Get away, Bojo!

Publié le par JoSeseSeko

Photo: AFP

Photo: AFP

Contraint à la démission, après celles de plusieurs dizaines de membres de son cabinet ministériel, Boris Johnson va laisser une trace contrastée au Royaume-Uni entre sa ligne hard Brexit, en lien avec le référendum de 2016, et une tension économique forte dans le contexte de la spirale inflationniste liée à la crise du Covid et de la guerre en Ukraine. Sans oublier divers scandales qui ont précipité sa chute.

Comme Margareth Thatcher en 1987, Boris Johnson avait une large majorité à l'issue d'élections législatives triomphales pour les conservateurs fin 2019. Comme elle, il finit par démissionner du poste de Premier ministre environ de trois ans après. Le comparatif entre Thatcher et Johnson peut s'étendre encore, mais on y reviendra un peu plus tard. En tout cas, le démissionnaire du 10 Downing Street a annoncé son départ de la tête du Parti conservateur, jeudi 7 juillet, pour qu'au plus tard à l'automne, il y ait un nouveau chef des Tories, qui deviendrait de facto Premier ministre (cf lien n°1).

Scandales à répétition

Mais qu'est-ce qui a poussé Bojo à quitter son poste? Ce qui est essentiellement retenu est la multiplication des scandales au sein du gouvernement, notamment depuis le début de la crise sanitaire, en 2020, avec des soirées très festives dans un contexte de confinement au printemps 2020 ou lors de la période de Noël 2020 par exemple. Mais plus récemment, un partisan de Johnson, Christopher Pincher, a dû démissionner de son poste au gouvernement - tout en restant député - suite à des accusations d'agression sexuelle portées à son encontre, à la suite d'une soirée arrosée dans un club de la haute société londonienne (cf lien n°2). De quoi en prendre de la graine de ce côté-ci de la Manche, soit dit en passant.
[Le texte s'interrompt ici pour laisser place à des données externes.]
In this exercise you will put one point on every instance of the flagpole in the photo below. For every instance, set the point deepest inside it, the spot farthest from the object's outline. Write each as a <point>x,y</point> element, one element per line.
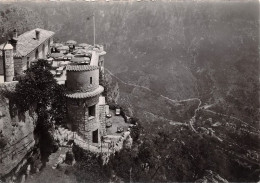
<point>94,29</point>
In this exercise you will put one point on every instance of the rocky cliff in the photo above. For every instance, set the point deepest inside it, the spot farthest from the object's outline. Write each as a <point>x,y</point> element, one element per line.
<point>16,132</point>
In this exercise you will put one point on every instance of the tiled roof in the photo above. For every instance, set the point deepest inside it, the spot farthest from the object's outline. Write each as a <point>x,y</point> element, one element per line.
<point>96,92</point>
<point>81,67</point>
<point>27,41</point>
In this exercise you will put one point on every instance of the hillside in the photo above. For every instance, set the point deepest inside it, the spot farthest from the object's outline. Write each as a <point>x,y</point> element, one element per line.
<point>164,58</point>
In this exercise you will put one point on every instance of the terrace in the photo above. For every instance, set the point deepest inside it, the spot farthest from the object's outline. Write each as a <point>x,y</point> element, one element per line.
<point>116,121</point>
<point>81,54</point>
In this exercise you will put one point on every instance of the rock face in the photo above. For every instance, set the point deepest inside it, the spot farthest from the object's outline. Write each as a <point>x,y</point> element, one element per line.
<point>211,177</point>
<point>16,133</point>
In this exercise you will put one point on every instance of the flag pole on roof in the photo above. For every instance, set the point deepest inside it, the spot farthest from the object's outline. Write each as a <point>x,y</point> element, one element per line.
<point>94,28</point>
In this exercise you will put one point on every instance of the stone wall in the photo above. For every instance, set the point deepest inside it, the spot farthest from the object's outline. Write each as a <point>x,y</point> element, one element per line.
<point>102,119</point>
<point>79,119</point>
<point>79,81</point>
<point>16,131</point>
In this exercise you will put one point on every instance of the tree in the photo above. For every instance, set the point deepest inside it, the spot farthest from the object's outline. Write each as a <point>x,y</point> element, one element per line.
<point>38,87</point>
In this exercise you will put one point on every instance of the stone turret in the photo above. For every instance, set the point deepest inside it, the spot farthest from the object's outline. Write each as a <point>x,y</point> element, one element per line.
<point>82,99</point>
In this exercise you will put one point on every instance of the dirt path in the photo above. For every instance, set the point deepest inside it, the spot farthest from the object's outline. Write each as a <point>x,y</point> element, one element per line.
<point>192,120</point>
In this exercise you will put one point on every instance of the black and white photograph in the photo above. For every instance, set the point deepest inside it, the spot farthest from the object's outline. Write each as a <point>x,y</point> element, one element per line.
<point>129,91</point>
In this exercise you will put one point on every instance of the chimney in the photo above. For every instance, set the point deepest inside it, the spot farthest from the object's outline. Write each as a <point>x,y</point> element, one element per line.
<point>37,33</point>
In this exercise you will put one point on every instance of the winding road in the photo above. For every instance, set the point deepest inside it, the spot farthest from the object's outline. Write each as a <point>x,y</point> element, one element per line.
<point>192,120</point>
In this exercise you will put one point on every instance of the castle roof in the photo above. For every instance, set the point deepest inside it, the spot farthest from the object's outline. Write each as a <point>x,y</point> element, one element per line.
<point>81,67</point>
<point>27,41</point>
<point>79,95</point>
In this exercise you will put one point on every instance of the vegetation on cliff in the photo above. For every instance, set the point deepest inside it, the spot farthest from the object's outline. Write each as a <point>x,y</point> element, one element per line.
<point>37,87</point>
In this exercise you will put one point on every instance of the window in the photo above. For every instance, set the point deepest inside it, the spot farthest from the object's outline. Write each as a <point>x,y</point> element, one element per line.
<point>91,111</point>
<point>90,80</point>
<point>28,62</point>
<point>43,51</point>
<point>36,54</point>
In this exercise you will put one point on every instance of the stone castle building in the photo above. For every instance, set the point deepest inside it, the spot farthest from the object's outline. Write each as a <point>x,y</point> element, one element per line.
<point>27,47</point>
<point>85,105</point>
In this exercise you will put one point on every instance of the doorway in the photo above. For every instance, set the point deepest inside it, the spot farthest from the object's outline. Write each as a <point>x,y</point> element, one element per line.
<point>95,136</point>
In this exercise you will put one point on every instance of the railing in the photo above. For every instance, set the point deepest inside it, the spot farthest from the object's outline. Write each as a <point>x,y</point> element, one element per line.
<point>15,151</point>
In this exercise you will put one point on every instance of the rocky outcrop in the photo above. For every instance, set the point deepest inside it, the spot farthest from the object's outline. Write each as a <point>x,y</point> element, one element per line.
<point>211,177</point>
<point>16,133</point>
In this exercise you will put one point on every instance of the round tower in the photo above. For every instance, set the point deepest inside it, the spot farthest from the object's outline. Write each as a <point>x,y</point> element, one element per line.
<point>82,99</point>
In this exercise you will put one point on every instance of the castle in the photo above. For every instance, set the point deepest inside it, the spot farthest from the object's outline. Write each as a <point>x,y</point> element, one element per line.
<point>86,107</point>
<point>18,53</point>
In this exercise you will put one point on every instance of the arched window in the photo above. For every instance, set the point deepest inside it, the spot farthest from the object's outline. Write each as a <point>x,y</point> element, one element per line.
<point>36,54</point>
<point>43,51</point>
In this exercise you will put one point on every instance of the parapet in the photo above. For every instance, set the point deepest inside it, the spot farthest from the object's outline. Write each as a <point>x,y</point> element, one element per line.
<point>82,67</point>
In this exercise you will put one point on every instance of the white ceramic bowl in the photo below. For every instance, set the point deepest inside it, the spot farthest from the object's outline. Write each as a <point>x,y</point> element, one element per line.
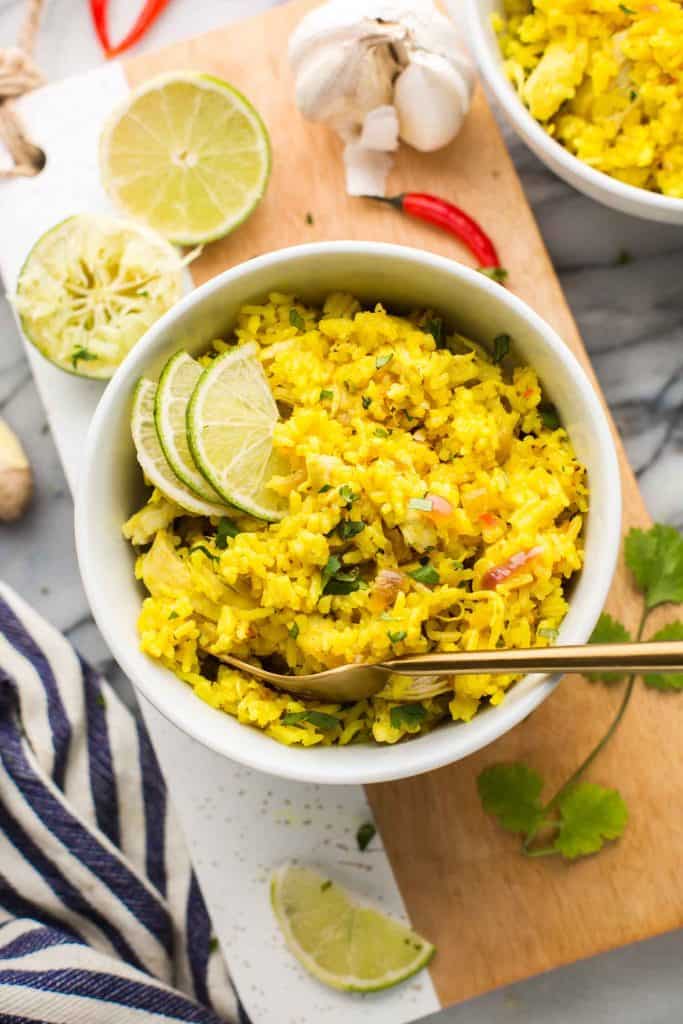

Mais comme Pincher reste député, c'est la goutte d'eau qui fait déborder le vase et depuis le 4 juillet, des dizaines de membres du gouvernement ont rendu leur démission, obligeant Johnson à réagir et préparer ses bagages. Maintenant, la succession de Bojo à la tête des Tories est ouverte et si trois noms résonnent au niveau médiatique, en l'occurrence, Tom Tugendhat, Ben Wallace et Penny Mordaunt, d'autres pourraient saisir l'occasion d'aller dans la course et ainsi devenir Premier ministre car rien n'oblige à l'instauration d'élections législatives anticipées (cf lien n°3). Après tout, quand Thatcher a démissionné en 1990, il a suffi d'une élection interne chez les Tories pour que John Major devienne Premier ministre, poursuivant ainsi la législature commencée en 1987 jusqu'à son terme, en 1992, puis se faire réélire jusqu'en 1997, année de la victoire du Labour droitisé par Tony Blair. Le Labour, mené par Keir Starmer, a beau réclamer des élections anticipées, celles-ci ne verront probablement pas le jour, surtout que les Tories seraient donnés perdants, à l'heure actuelle et qu'ils feront tout pour estomper l'effet nuisible de l'ère Johnson, électoralement parlant.

Tension économique

Mais quel bilan peut-on en tirer de cette ère Johnson? D'un côté, il a tenu sa ligne de Brexit dur, ce qui est louable vu que les électeurs, notamment en Angleterre, y tiennent et ont pesé de tout leur poids sur le Brexit en juin 2016, et que l'aile droite du Labour a fini par l'accepter, alors que ce fut un sujet de division avec l'aile gauche du temps où Jeremy Corbyn était le leader du parti. Néanmoins, il reste la question de l'Irlande du Nord et des frontières douanières à modeler, sans remettre en cause l'accord du Vendredi saint de 1998, mettant fin à la guerre civile en Irlande du Nord et que du côté de Belfast, le vote pour le remain a été majoritaire, donnant des ailes au Sinn Féin, partisan de la réunification irlandaise sous la bannière de la République d'Irlande.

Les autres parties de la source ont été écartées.